Local gene organization in bacteria and phages provides important information on the likely function of genes, because genes with closely related functions (partners of a protein complex or enzymes of a pathway) tend to be encoded close in the genome [36, 37]. We thus studied the local genetic context of muf genes. In agreement with the genetic context used when defining the MuF superfamily, most (85%) of the 614 muf genes identified in bacteriophage genomes had a gene predicted to encode a portal or a terminase domain in the vicinity (Additional file 6: Figure S5A; see Methods). This genetic context around muf genes was highly conserved in bacterial chromosomes, since 87% of muf genes of this dataset were also detected close to at least one portal-encoding gene or one terminase-encoding gene (Additional file 6: Figure S5). Therefore, muf genes were frequently found in the “DNA packaging” module of tailed phages, explaining why they were restricted to the Caudovirales. Among the 1753 Caudovirales phages of our dataset (Additional file 2: Table S1), 35% encoded a MuF protein. But these were not evenly distributed between the Caudovirales families, with most MuF proteins encoded by Siphoviridae (86%), 11% by Myoviridae, and the remaining by Podoviridae (Fig. 5 and Additional file 2: Tables S1–S4). Strikingly, more than half (57%) of the 931 Siphoviridae of our dataset encoded a MuF protein (Fig. 5). The abundance of MuF proteins encoded by Siphoviridae genomes suggests a general functional or structural role of MuF proteins locating in the viral head of Caudovirales, in line with the experimental data on the Gp7 protein of Bacillus subtilis bacteriophage SPP1 [31,32,33]. Indeed, in bacteriophage SPP1, Gp7 binds the portal protein and is present in one to two copies per capsid [31].

Fig. 5
figure 5

Proportion of bacteriophage genomes encoding MuF per phage family and lifestyle.
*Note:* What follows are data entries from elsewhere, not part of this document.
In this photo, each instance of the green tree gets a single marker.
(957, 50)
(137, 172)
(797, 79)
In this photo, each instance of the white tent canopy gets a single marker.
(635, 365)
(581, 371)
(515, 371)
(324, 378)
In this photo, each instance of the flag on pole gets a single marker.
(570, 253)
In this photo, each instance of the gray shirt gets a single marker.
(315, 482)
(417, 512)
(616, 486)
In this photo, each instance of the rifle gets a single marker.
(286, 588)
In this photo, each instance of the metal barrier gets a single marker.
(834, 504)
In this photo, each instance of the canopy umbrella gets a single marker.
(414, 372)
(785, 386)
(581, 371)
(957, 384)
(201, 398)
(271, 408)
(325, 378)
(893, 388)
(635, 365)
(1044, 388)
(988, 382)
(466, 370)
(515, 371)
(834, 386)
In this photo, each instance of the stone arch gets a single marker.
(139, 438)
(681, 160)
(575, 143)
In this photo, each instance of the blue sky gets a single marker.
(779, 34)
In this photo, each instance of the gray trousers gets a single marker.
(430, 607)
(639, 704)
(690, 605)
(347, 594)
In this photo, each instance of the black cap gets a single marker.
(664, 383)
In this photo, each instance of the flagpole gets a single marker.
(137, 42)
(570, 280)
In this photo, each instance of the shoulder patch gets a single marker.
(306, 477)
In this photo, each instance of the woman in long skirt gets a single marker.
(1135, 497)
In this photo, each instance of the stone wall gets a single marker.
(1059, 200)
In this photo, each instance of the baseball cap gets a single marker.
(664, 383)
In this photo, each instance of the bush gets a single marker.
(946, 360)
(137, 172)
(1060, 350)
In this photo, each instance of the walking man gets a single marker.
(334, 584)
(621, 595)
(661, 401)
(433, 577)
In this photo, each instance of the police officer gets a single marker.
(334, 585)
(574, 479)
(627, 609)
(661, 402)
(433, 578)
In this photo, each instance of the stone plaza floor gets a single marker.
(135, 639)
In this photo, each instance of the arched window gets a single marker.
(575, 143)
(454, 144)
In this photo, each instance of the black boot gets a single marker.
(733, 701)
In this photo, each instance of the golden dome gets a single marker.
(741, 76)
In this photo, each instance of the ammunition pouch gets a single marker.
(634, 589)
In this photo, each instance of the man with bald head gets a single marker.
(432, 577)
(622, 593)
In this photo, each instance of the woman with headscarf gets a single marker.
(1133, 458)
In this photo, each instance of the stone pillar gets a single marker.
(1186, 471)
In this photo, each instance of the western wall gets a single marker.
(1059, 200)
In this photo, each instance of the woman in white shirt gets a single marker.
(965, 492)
Proportion of tailed-phage genomes encoding a MuF protein (MuF+, in orange) or none (MuF–, in black) according to the phage family (left) and the phage lifestyle (center). Proportion of short (in blue), with toxin domain (in red), or with unknown domain (in gray) MuF proteins and their repartition within virulent and temperate tailed phages (right). There is a significant association of muf genes with Siphoviridae compared to other families of Caudoviridae (p < 0.0001, two-tailed Fisher's exact test), and there is a significant association of muf genes with temperate compared to virulent phages (p < 0.0001, two-tailed Fisher's exact test). The association of muf toxin genes with temperate phages is not significant (p = 0.055, two-tailed Fisher's exact test) due to the small number of muf toxin genes in the phage dataset

We predicted the lifestyle (virulent versus temperate) of 979 Caudovirales phages (see Methods, Additional file 2: Table S1), which allowed us to determine that virulent phages encoded very few MuF proteins and contained no single MuF protein with a known toxin domain (Fig. 5). In contrast, many temperate phages infecting Firmicutes encoded MuF proteins with toxin domains (Additional file 3: Figure S2C). In Proteobacteria, MuF proteins with a Ct_MAD domain were also restricted to temperate phages (Additional file 2: Table S4). Since MuF toxins are restricted to temperate phages, and the genes found in bacterial genomes are in prophages, we hypothesized that there is most likely a link between lysogeny and MuF proteins carrying toxin domains.

Among the prophages harboring MuF toxin genes, several have been shown to be inducible, including SF370.1 of Streptococcus pyogenes [38], SM1 of Streptococcus mitis [35], StB12 of Staphylococcus hominis [39], and several prophages of Enterococcus faecalis [40]. Hence, MuF toxins are present in fully functional prophages. Furthermore, in a proteomic analysis of the StB12 phage, the MuF toxin was detected [39].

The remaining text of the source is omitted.